ASSESSING A DATA SOURCE
When assessing a potential data source it is important to understand and document the aspects of the source which are critical to the design of the system which will be used to process the acquired data. It is also important to provide information which assists sound use of the data by helping users understand their quality and limitations. This includes the information likely to be extracted for statistical analysis and those features of the environment in which the administrative system exists which can influence quality e.g. the way the information is collected, public sensitivities about the collector or the system.
Similar to those questions that would be used for helping to clarify a data need, a list of questions for assessing a data source can also be compiled using the ABS Data Quality Framework.
An example of some questions for assessing a data source include, but are not limited to the following:
- Institutional Environment
- What type of organisation collected the data?
- Under what authority/legislation was the data collected?
- Does the data get compiled by a different organisation from the data custodian that collected it? If so, what type of organisation is it?
- Can confidentiality be maintained?
- How was the data collected? e.g. self-report or proxy or automatic/observation.
- Population - does it match user requirements? Is it close enough?
- Do the data need transforming to match the required population e.g. aggregation to different units, or need adjustments or supplementary collection to cover the missing population? i.e. decide on scope and coverage and determine which records are in and which out.
- Will longitudinal analysis be of value for meeting user needs? If so, some form of unique identifier will need to be used for each record to allow information to be built up over time.

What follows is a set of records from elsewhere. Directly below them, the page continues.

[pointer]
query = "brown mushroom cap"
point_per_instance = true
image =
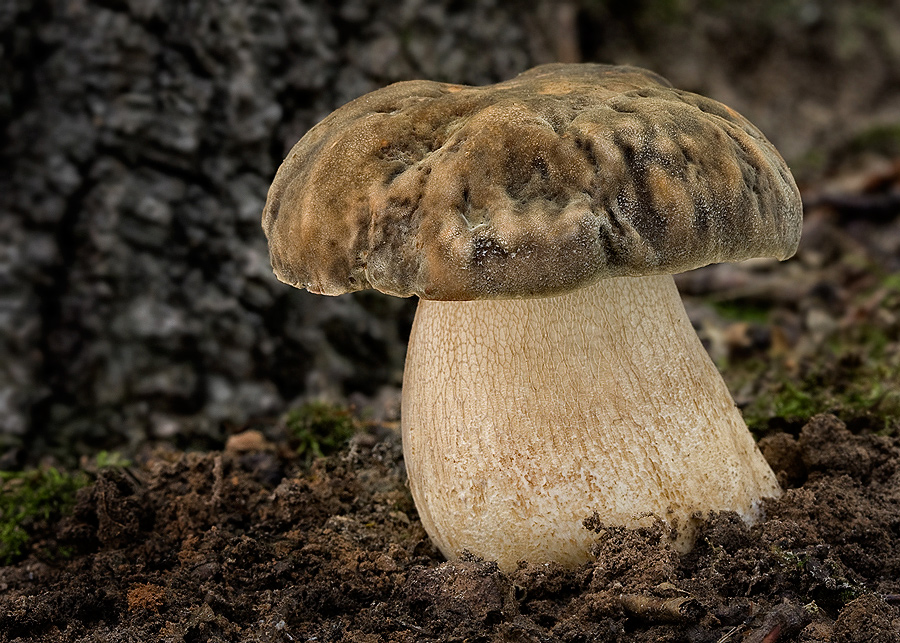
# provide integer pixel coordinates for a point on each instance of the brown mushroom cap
(535, 186)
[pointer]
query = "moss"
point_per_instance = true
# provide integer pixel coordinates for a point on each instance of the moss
(29, 497)
(319, 429)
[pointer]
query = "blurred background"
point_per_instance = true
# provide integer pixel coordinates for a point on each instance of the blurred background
(139, 138)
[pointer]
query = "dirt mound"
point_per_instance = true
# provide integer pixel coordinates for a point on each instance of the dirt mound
(255, 546)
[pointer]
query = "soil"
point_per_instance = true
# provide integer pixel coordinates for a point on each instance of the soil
(259, 541)
(254, 546)
(253, 539)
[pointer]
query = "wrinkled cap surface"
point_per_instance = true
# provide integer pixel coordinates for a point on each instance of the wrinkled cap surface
(535, 186)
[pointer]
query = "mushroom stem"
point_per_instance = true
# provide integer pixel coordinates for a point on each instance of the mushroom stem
(522, 417)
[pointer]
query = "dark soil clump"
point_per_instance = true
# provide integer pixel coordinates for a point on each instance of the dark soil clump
(253, 545)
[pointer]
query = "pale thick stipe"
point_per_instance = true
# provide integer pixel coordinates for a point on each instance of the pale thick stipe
(521, 417)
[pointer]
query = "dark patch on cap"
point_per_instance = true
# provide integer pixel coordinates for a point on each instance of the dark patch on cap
(561, 176)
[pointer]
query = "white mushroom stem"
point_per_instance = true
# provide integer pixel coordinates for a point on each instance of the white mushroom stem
(523, 417)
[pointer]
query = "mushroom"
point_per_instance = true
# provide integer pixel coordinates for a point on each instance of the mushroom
(551, 371)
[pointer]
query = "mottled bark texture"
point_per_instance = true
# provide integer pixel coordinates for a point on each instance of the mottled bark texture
(139, 139)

- Who or what was the data collected about?
- Do the data meet the demographic requirements for the statistical purpose (i.e. age, sex, employment status, geographic locations, etc.)?
- What was the original purpose for collecting the data?
- Have standard classifications been used?
- Are all records (census) required or will a sample be adequate?
- How often are the data collected?
- When are the data available?
- Over what period are the data collected?
- Are update or revisions to the data likely after release?
- What cut off dates should apply for obtaining records? How will late or missing records be dealt with? Will amendments to the data be made overtime (will revisions to series be made?)
- Do the data items collected adequately fit within the reference period? Has the reference period been consistently applied to the collection of all data?
- How often will the data be extracted / transferred to the receiving agency for use?
- Have the data been adjusted in any way? e.g. imputed, substituted, edited. If so, what adjustments were made?
- What is the collection size?
- What are the rates of non-response or under reporting?
- Have any parts of the population been unaccounted for?
- What has been done to manage under counts or over counts, if any were present?
- Are there sensitive or biased questions or topics collected? e.g. age or income.
- Are there hierarchical records? Are all levels of the hierarchy required or do the records require some transformation into a flat record? Do the records require some grouping or consolidation of reporting units into a statistical unit?
- Can the receiving agency request the data custodian to do any follow up work in regards to missing data?
- Are the data consistent over time and across organisations (i.e. can data from different jurisdictions be compared or are the data incomparable)?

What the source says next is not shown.